There is no earthly territory to speak of. In fact Pentecost hints at the undoing of Babel through the work of the Spirit. Christians are of a new nation and are freed from the tribalism born of Babel. We are a new tribe. We owe no real allegiance to any nation. Nationalism and Patriotism are Satan born pseudo-Kingdom impulses, worldly expressions of fallen man trying to re-create the Edenic Kingdom of God on his terms and through his own means. Babel and all nations after it try to claim the Divine Presence, sanction and mandate on their Babel projects. Is the Church to create a new Babel, a new nation defined by political boundaries and defended with an army?

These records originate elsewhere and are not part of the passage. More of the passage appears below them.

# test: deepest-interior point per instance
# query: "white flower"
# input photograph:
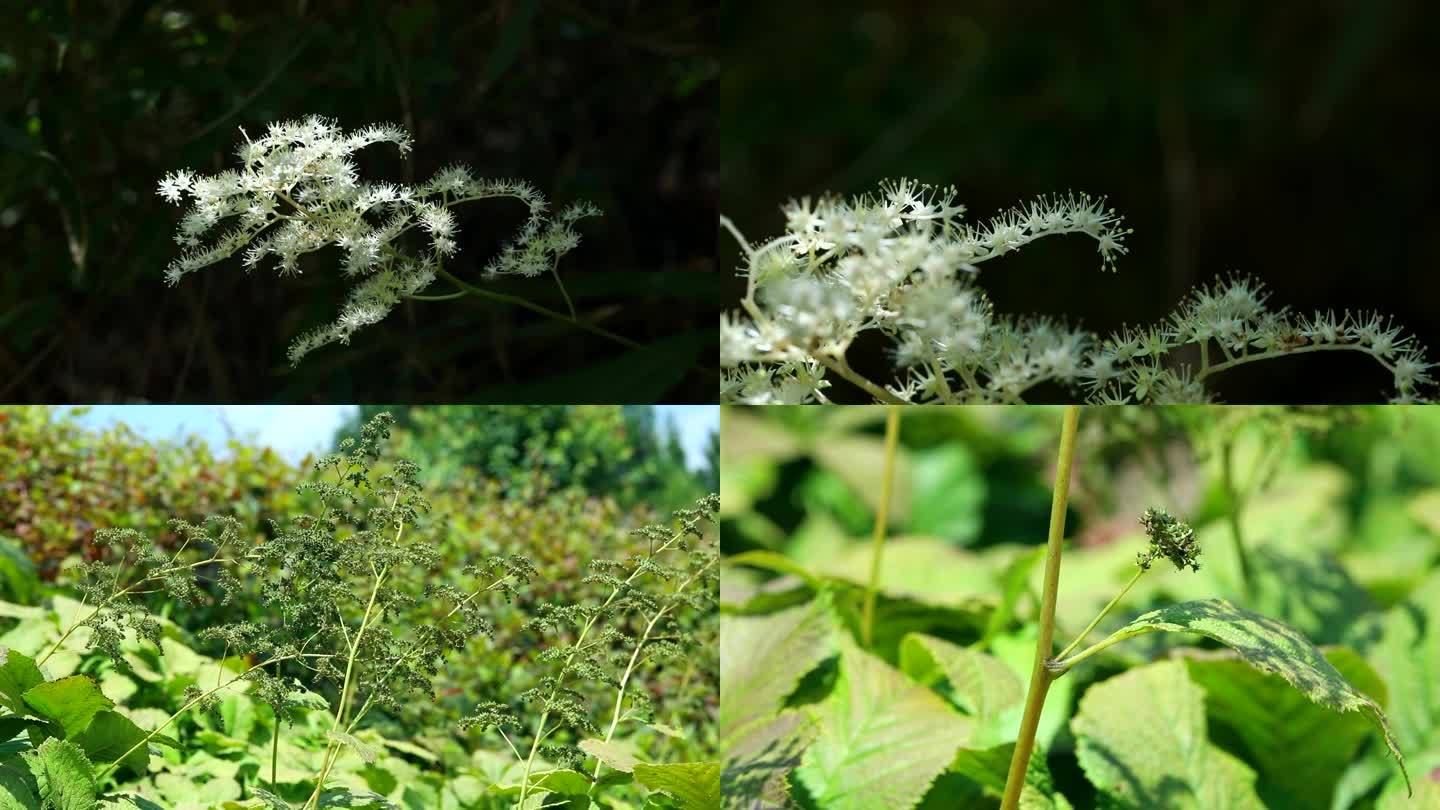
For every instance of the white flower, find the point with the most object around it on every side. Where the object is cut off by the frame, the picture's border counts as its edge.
(174, 185)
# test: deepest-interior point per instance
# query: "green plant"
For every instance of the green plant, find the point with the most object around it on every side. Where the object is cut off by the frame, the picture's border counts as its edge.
(905, 263)
(635, 623)
(951, 691)
(298, 192)
(353, 617)
(64, 482)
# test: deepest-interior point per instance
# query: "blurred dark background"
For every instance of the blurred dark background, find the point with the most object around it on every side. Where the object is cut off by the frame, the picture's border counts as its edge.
(604, 101)
(1290, 141)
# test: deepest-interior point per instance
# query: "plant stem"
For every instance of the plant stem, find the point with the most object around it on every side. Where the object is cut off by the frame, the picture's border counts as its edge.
(537, 309)
(1103, 613)
(1272, 353)
(346, 692)
(180, 711)
(1038, 675)
(1234, 503)
(867, 620)
(634, 662)
(575, 649)
(841, 368)
(555, 271)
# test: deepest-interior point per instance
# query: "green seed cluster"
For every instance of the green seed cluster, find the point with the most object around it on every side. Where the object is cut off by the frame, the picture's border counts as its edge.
(1171, 539)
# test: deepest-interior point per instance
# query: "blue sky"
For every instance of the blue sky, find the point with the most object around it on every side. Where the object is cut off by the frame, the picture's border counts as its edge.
(295, 430)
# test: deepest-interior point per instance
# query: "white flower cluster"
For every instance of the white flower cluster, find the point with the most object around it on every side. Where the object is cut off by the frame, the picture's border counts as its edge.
(905, 264)
(298, 190)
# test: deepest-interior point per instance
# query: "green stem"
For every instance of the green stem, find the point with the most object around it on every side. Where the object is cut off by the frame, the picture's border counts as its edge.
(1040, 676)
(519, 301)
(1273, 353)
(841, 368)
(867, 620)
(1103, 613)
(575, 649)
(1234, 502)
(180, 711)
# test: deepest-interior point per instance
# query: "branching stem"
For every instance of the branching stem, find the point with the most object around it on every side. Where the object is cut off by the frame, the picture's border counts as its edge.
(1040, 676)
(867, 620)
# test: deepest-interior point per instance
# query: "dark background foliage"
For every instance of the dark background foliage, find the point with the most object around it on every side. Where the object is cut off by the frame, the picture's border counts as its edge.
(1289, 141)
(611, 103)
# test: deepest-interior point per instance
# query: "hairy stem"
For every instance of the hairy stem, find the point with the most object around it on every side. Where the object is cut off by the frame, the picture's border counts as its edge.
(1040, 676)
(840, 366)
(1103, 613)
(1234, 505)
(537, 309)
(867, 620)
(180, 711)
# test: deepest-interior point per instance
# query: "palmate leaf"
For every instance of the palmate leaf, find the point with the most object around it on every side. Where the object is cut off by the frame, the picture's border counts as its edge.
(1299, 748)
(758, 763)
(762, 659)
(1269, 646)
(696, 786)
(882, 738)
(1141, 740)
(984, 685)
(64, 776)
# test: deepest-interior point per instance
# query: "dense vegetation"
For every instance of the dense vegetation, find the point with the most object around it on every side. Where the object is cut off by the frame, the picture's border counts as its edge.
(370, 637)
(1285, 660)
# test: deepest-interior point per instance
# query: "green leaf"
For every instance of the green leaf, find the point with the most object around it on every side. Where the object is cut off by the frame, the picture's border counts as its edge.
(1267, 646)
(982, 685)
(990, 768)
(612, 753)
(18, 676)
(1298, 747)
(64, 777)
(882, 738)
(758, 761)
(565, 783)
(762, 659)
(18, 790)
(69, 701)
(1018, 652)
(1141, 740)
(948, 495)
(110, 735)
(696, 786)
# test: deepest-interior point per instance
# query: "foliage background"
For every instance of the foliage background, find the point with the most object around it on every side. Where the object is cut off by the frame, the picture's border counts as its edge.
(1267, 140)
(1342, 533)
(585, 479)
(611, 103)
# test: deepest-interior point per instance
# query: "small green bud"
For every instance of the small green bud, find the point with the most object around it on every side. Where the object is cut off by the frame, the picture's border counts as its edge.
(1170, 538)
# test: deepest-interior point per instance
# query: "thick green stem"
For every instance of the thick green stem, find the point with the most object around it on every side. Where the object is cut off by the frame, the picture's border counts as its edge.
(1234, 503)
(1040, 676)
(519, 301)
(867, 621)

That's what the world does. That's what the nations do. The Church will not change the existing order. We understand this is what fallen men do but certainly we are not to buy into this way of thinking nor give our lives, children and money toward these causes.
The Church loses territory.
While I hardly wish to endorse the conquests of Islam and even justify them for a moment, the Church was probably better off in a situation of social antithesis than under the confused idolatrous yoke of Visigothic Spain or the Byzantine Levant and Maghreb.
Better a Turk than a Habsburg. Many Christians found living under the Muslims Turks to be more tolerable than to live under the Sacralist Rome-allied Habsburgs who would unleash Inquisitions and Jesuits upon them.
The Church Loses Territory.
The very title of the chapter tells much with regard to the historian. There's a lot of good information in his book and I've enjoyed working through it on more than one occasion. Despite the errors it's still useful for homeschooling. But the teacher had better be aware of the problems and rather than ignore them... use them as examples of bad theology and the problems of historiography.
What is 'the' good Church history? I wouldn't dare recommend any without qualification. Read them but read secular historians as well. This is not because their lost wisdom will help us to rightly interpret Church History. Far from it. Rather, they will focus on different questions and arrange the narrative through a different grid. It too will be false and problematic but in some cases their errors and lack of judgment are more easily detected than that which is done falsely in Christ's name.
Read Kuiper but beware and do not trust his judgments. He's a Reformed Sacralist and reports history in a manner that suits him.